DENVER (CN) — The anesthesiologist who headed Kaiser Permanente’s transformative staffing cuts in Colorado told a federal judge on Thursday that the reductions saved the business after it lost $240 million in 2018 and was at risk of collapsing.
“Failure was an option,” Colorado Permanente Medical Group anesthesiologist Gregory Berman testified. “We were facing the possibility that 500,000 Coloradans would no longer have health insurance from a nonprofit.”
To make up for a 20% decline in enrollment, for-profit health care provider Colorado Permanente Medical Group worked in tandem with the nonprofit insurer Kaiser Foundation Plan of Colorado to open a “transformation office” in 2019. That ultimately led to a 20% reduction in health care staff on the eve of the Covid-19 pandemic.
The staffing reductions ultimately prompted the United Food and Commercial Workers International Union Local No. 7 AFL-CIO to sue the health care companies in October 2021, claiming resulting drops in quality of care violated their collective bargaining agreement.
The union represents 22,000 workers in Colorado and Wyoming, including 2,000 nurses and other health care professionals at Kaiser Permanente.
Since 2000, the union’s agreement has tasked Kaiser with providing “sufficient staffing to address quality of standards of patient care and provider workload including safe coverage.” The union claims Kaiser’s staff cuts left critical gaps in urgent care, pharmacy and behavioral health services.
Kaiser countersued the union in 2022, arguing UFCW breached its own contractual obligation to help resolve staffing issues.
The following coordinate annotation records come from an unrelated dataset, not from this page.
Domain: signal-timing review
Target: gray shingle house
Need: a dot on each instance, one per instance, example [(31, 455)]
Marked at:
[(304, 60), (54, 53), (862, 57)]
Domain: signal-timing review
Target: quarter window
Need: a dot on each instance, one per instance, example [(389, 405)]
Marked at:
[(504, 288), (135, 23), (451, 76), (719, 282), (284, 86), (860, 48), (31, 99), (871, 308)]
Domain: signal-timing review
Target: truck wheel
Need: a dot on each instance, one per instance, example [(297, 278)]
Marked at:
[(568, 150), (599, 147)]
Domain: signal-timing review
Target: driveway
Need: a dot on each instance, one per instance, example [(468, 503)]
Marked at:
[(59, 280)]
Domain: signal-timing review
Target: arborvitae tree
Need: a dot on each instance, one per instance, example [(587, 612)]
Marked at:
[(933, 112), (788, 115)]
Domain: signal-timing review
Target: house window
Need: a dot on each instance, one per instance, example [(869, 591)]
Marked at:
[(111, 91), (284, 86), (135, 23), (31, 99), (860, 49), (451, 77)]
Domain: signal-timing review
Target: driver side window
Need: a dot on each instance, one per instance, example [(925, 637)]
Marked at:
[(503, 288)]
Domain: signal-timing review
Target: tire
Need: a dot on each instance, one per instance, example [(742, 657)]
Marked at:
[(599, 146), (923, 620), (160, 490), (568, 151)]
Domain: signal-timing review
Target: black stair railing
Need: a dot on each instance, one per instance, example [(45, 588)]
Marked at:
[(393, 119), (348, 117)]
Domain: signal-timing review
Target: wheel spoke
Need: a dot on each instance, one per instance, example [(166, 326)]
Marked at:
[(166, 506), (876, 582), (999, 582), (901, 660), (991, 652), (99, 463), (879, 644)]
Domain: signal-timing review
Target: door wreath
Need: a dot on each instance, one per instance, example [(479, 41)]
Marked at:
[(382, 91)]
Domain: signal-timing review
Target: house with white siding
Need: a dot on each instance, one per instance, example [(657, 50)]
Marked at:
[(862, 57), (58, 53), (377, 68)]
Kaiser also claims the union’s staffing complaints belong in arbitration, not in federal court.
U.S. Judge William Martinez, a Barack Obama appointee, declined to enter summary judgment on behalf of either party last summer, paving the way for a bench trial to determine which party violated its contract with the other.
That was an issue, Martinez said, that he could not determine from legal briefs alone.
After the union rested its case on Wednesday, Kaiser argued for a directed verdict, which Martinez took under advisement.
As Kaiser’s second witness, Berman said he was proud of efficiencies he helped implement. He pushed back against the notion that staffing reductions reduced the quality of care provided.
“I’m proud of the care we deliver and the model of care we give that is fairly unique,” Berman told the court.
Representing Kaiser, attorney Laurene Rogers called labor-relations consultant Stephanie Price to the stand to describe the 632 grievances union members have filed against the company since “the transformation.”
Rogers practices with the Denver office of Holland & Hart.
“California has nearly 40,000 unionized healthcare workers and received nine grievances for every hundred employees, while Colorado has 1,700 unionized workers and received 22 grievances for every hundred workers,” Price testified.
On cross-examination, union attorney Claire Poundstone asked Price whether she ever felt harassed in her role reviewing company grievances. With a chuckle, Price described the volume as large.
“Put another way, Kaiser is alleged to have violated its collective bargaining agreement 632 times, is that right,” asked Poundstone, who practices with the Denver firm Dianne Sawaya.
Before wrapping, Poundstone questioned Price about discrepancies between her description of the struggle to hire people during the pandemic and a recent press release touting the company’s ability to withstand the worst.
“Since the pandemic, we have had no difficulty in recruiting and hiring hundreds of staff into our organization here in Colorado,” a company spokesperson said in a release published Jan. 10. According to the statement, Kaiser’s turnover rate of 6.7% in Colorado is lower than the national average of 14%.
Upon learning of the publication, Martinez warned both parties to be cautious of what they said until the close of trial, lest they influence upcoming witnesses.
The trial is scheduled to run through Thursday, Jan. 23.